17. The method according to any of the preceding claims, wherein one of the biomarker classes being analyzed is nucleic acid, such as DNA or RNA.

18. The method according to claim 17, wherein the nucleic acid is cell-free DNA (cfDNA), optionally wherein the cfDNA is genomic DNA.

19. The method according to claim 17 or 18, wherein the amount or relative amount of total cell-free DNA (cfDNA) is determined.

20. The method according to claim 17 or 18, wherein a specific nucleic acid sequence within the cell-free nucleic acid is determined, optionally wherein the specific nucleic acid is indicative of a disease, such as being or comprising a disease-associated mutation.

21 . The method according to any of the preceding claims, wherein a change in a biomarker in a biofluid from a subject in response to therapy is monitored.

22. The method according to claim 21 , wherein the therapy comprises administration of a drug molecule to the subject, optionally wherein the drug molecule is an anti-cancer compound.

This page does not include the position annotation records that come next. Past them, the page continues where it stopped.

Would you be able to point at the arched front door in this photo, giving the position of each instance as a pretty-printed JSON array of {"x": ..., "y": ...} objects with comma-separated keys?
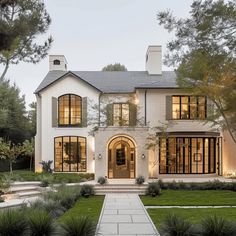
[{"x": 121, "y": 158}]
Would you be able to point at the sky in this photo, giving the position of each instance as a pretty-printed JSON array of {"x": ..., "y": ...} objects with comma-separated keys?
[{"x": 94, "y": 33}]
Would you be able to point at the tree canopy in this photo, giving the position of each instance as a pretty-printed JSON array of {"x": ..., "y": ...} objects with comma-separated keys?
[
  {"x": 204, "y": 52},
  {"x": 21, "y": 22},
  {"x": 14, "y": 121},
  {"x": 114, "y": 67}
]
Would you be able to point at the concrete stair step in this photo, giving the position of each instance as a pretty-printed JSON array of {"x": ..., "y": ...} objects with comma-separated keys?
[{"x": 29, "y": 194}]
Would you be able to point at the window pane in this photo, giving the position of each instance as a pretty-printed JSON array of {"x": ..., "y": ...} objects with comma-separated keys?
[
  {"x": 69, "y": 110},
  {"x": 58, "y": 154},
  {"x": 120, "y": 114},
  {"x": 201, "y": 112},
  {"x": 176, "y": 99},
  {"x": 75, "y": 110},
  {"x": 125, "y": 114},
  {"x": 116, "y": 114},
  {"x": 70, "y": 153},
  {"x": 184, "y": 111},
  {"x": 64, "y": 110},
  {"x": 201, "y": 100}
]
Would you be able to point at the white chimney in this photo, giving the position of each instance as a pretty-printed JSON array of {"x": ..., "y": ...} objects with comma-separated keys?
[
  {"x": 154, "y": 60},
  {"x": 57, "y": 62}
]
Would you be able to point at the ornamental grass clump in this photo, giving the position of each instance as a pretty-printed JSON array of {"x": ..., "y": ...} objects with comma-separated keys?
[
  {"x": 154, "y": 189},
  {"x": 66, "y": 196},
  {"x": 78, "y": 225},
  {"x": 140, "y": 180},
  {"x": 12, "y": 223},
  {"x": 40, "y": 223},
  {"x": 177, "y": 226},
  {"x": 217, "y": 226},
  {"x": 102, "y": 180}
]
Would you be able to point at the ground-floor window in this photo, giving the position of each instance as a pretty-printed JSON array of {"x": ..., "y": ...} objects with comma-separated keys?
[
  {"x": 187, "y": 155},
  {"x": 70, "y": 154}
]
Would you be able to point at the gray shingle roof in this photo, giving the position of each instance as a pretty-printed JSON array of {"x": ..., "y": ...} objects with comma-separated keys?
[{"x": 115, "y": 81}]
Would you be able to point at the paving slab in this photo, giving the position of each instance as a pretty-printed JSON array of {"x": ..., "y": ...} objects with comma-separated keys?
[{"x": 124, "y": 214}]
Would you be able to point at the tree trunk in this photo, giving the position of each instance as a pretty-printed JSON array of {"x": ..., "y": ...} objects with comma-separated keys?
[
  {"x": 5, "y": 70},
  {"x": 31, "y": 158},
  {"x": 10, "y": 167}
]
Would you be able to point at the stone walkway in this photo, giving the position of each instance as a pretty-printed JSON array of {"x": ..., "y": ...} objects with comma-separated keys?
[
  {"x": 124, "y": 214},
  {"x": 186, "y": 207}
]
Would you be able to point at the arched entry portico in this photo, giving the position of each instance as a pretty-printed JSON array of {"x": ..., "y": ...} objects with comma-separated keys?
[{"x": 121, "y": 158}]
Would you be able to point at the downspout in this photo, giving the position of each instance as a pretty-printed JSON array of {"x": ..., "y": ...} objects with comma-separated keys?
[
  {"x": 145, "y": 107},
  {"x": 99, "y": 109}
]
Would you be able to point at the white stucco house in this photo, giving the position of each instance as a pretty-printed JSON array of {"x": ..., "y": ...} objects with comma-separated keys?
[{"x": 104, "y": 123}]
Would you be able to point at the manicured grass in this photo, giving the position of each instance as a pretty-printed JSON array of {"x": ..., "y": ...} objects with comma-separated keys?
[
  {"x": 192, "y": 198},
  {"x": 26, "y": 175},
  {"x": 86, "y": 207},
  {"x": 194, "y": 215}
]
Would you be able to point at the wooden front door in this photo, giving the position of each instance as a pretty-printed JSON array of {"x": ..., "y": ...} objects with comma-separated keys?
[{"x": 121, "y": 158}]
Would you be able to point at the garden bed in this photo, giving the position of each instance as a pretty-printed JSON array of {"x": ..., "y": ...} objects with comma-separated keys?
[
  {"x": 195, "y": 216},
  {"x": 26, "y": 175},
  {"x": 192, "y": 198}
]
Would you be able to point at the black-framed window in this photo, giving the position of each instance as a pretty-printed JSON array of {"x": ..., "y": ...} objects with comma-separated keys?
[
  {"x": 70, "y": 154},
  {"x": 187, "y": 155},
  {"x": 56, "y": 62},
  {"x": 121, "y": 114},
  {"x": 189, "y": 107},
  {"x": 69, "y": 110}
]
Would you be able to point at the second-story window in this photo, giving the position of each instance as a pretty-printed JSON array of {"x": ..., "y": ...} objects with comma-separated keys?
[
  {"x": 188, "y": 107},
  {"x": 120, "y": 114},
  {"x": 69, "y": 110}
]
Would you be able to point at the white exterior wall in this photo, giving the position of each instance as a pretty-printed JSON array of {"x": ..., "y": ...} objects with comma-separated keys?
[
  {"x": 102, "y": 140},
  {"x": 229, "y": 155},
  {"x": 48, "y": 133},
  {"x": 155, "y": 116}
]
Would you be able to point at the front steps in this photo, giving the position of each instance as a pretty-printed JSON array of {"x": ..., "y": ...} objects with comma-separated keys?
[
  {"x": 22, "y": 190},
  {"x": 120, "y": 188}
]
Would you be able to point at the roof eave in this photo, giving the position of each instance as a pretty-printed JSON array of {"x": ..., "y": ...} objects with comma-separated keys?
[{"x": 63, "y": 76}]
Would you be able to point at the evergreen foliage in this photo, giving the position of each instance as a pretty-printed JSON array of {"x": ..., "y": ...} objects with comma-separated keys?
[{"x": 204, "y": 52}]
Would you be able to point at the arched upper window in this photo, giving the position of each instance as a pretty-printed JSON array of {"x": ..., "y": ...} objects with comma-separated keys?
[
  {"x": 70, "y": 153},
  {"x": 56, "y": 62},
  {"x": 69, "y": 110}
]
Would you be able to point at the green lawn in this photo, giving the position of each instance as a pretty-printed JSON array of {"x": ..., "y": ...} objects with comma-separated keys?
[
  {"x": 193, "y": 215},
  {"x": 86, "y": 206},
  {"x": 26, "y": 175},
  {"x": 192, "y": 198}
]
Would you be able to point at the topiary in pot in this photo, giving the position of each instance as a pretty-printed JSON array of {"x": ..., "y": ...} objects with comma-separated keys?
[
  {"x": 154, "y": 189},
  {"x": 87, "y": 190},
  {"x": 102, "y": 180},
  {"x": 140, "y": 180}
]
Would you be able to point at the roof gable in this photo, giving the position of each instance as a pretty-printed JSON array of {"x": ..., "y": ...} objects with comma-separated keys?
[{"x": 115, "y": 81}]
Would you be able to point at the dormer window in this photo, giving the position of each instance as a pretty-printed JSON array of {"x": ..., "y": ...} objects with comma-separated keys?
[
  {"x": 69, "y": 110},
  {"x": 56, "y": 62}
]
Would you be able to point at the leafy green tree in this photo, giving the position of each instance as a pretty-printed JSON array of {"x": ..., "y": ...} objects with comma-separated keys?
[
  {"x": 204, "y": 52},
  {"x": 21, "y": 22},
  {"x": 32, "y": 117},
  {"x": 10, "y": 151},
  {"x": 28, "y": 150},
  {"x": 114, "y": 67},
  {"x": 14, "y": 123}
]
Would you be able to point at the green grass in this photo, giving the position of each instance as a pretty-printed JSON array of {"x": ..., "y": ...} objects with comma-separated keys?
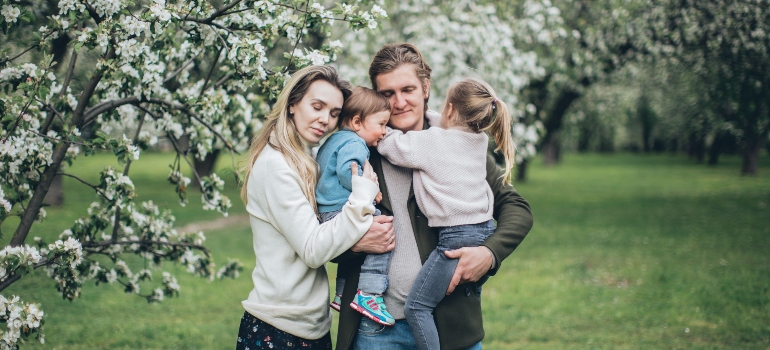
[{"x": 627, "y": 252}]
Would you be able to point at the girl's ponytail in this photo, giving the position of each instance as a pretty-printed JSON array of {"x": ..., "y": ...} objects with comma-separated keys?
[
  {"x": 477, "y": 107},
  {"x": 501, "y": 132}
]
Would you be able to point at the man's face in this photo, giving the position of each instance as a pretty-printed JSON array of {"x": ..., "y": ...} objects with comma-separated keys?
[{"x": 406, "y": 95}]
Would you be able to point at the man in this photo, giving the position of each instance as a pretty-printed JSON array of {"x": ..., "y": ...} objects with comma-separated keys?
[{"x": 399, "y": 72}]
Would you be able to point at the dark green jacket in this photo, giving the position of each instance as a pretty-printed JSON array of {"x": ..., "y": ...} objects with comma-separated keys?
[{"x": 458, "y": 316}]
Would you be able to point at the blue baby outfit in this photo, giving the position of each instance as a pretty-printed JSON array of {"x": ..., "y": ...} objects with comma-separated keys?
[{"x": 334, "y": 158}]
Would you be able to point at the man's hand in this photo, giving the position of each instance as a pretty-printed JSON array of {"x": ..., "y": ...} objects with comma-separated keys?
[
  {"x": 474, "y": 263},
  {"x": 379, "y": 239}
]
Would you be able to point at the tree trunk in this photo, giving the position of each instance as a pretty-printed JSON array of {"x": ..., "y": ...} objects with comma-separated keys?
[
  {"x": 716, "y": 148},
  {"x": 550, "y": 143},
  {"x": 751, "y": 156},
  {"x": 206, "y": 166},
  {"x": 552, "y": 150},
  {"x": 521, "y": 171},
  {"x": 55, "y": 195}
]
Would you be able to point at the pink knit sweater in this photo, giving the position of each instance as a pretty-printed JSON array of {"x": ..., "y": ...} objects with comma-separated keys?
[{"x": 450, "y": 172}]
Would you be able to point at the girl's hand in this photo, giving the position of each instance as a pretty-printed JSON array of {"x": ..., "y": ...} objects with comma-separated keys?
[{"x": 368, "y": 172}]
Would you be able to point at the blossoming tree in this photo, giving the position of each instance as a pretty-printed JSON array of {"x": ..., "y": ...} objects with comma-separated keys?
[
  {"x": 458, "y": 38},
  {"x": 173, "y": 69},
  {"x": 726, "y": 47}
]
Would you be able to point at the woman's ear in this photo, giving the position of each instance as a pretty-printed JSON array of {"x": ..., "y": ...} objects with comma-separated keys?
[{"x": 449, "y": 112}]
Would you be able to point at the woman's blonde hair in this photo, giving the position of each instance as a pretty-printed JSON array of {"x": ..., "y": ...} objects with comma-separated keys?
[
  {"x": 280, "y": 133},
  {"x": 476, "y": 105}
]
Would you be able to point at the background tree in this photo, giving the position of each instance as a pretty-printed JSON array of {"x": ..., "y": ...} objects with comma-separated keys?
[
  {"x": 594, "y": 39},
  {"x": 153, "y": 69},
  {"x": 458, "y": 38},
  {"x": 726, "y": 46}
]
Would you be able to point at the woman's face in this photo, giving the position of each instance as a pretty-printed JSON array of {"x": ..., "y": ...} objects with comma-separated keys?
[
  {"x": 406, "y": 95},
  {"x": 316, "y": 114}
]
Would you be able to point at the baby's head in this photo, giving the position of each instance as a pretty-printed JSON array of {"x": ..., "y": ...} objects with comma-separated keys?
[{"x": 366, "y": 112}]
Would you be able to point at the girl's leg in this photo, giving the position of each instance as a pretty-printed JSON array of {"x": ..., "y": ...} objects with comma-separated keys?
[
  {"x": 428, "y": 290},
  {"x": 371, "y": 285}
]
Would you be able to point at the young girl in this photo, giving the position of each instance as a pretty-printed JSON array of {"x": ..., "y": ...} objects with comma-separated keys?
[
  {"x": 450, "y": 188},
  {"x": 362, "y": 124}
]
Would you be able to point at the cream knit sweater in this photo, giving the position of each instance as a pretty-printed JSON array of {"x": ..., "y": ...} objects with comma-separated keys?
[
  {"x": 291, "y": 289},
  {"x": 450, "y": 172}
]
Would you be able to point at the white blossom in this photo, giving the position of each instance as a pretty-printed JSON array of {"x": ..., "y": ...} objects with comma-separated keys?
[{"x": 11, "y": 13}]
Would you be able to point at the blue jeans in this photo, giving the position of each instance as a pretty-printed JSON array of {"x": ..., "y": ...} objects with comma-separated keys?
[
  {"x": 374, "y": 271},
  {"x": 433, "y": 280},
  {"x": 372, "y": 335}
]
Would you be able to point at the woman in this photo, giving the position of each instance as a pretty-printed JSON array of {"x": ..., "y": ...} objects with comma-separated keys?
[{"x": 288, "y": 307}]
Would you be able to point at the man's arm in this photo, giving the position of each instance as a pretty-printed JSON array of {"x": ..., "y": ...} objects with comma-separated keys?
[{"x": 514, "y": 220}]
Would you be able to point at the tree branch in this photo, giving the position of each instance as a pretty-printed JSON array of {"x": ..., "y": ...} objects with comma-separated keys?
[
  {"x": 145, "y": 243},
  {"x": 299, "y": 37},
  {"x": 211, "y": 71},
  {"x": 97, "y": 189},
  {"x": 70, "y": 70},
  {"x": 185, "y": 65},
  {"x": 192, "y": 114}
]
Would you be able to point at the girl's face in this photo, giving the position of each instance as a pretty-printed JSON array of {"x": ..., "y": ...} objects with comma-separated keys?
[
  {"x": 372, "y": 129},
  {"x": 316, "y": 114}
]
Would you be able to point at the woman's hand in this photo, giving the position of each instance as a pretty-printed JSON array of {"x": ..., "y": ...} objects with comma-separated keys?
[{"x": 379, "y": 239}]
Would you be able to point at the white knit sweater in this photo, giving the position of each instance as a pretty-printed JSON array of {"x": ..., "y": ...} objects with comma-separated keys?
[
  {"x": 291, "y": 289},
  {"x": 449, "y": 172}
]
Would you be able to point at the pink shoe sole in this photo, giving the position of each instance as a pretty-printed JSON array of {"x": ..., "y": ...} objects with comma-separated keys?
[{"x": 368, "y": 315}]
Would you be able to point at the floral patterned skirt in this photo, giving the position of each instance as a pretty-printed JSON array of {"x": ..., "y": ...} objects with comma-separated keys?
[{"x": 257, "y": 334}]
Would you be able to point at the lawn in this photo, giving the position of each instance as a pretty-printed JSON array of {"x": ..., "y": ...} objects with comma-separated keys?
[{"x": 627, "y": 252}]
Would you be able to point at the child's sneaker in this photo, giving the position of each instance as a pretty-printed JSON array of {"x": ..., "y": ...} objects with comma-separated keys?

23. A method for detecting a disease state in a subject, comprising:

24. A method for monitoring cancer progression in a subject, comprising:

(a) contacting a biofluid sample from the subject with a plurality of nanoparticles under conditions to allow a biomolecule corona to form on the surface of said nanoparticles; and (b) analyzing the biomolecule corona for one or more cancer-specific biomarkers from two or more biomolecule classes; wherein the degree of cancer progression is determined based on the level of the cancerspecific biomarker(s) relative to a reference amount.

25. The method according to claim 24, wherein the cancer is selected from the group consisting of: ovarian, lung, prostate, melanoma and blood cancer, including leukemia, lymphoma and myeloma.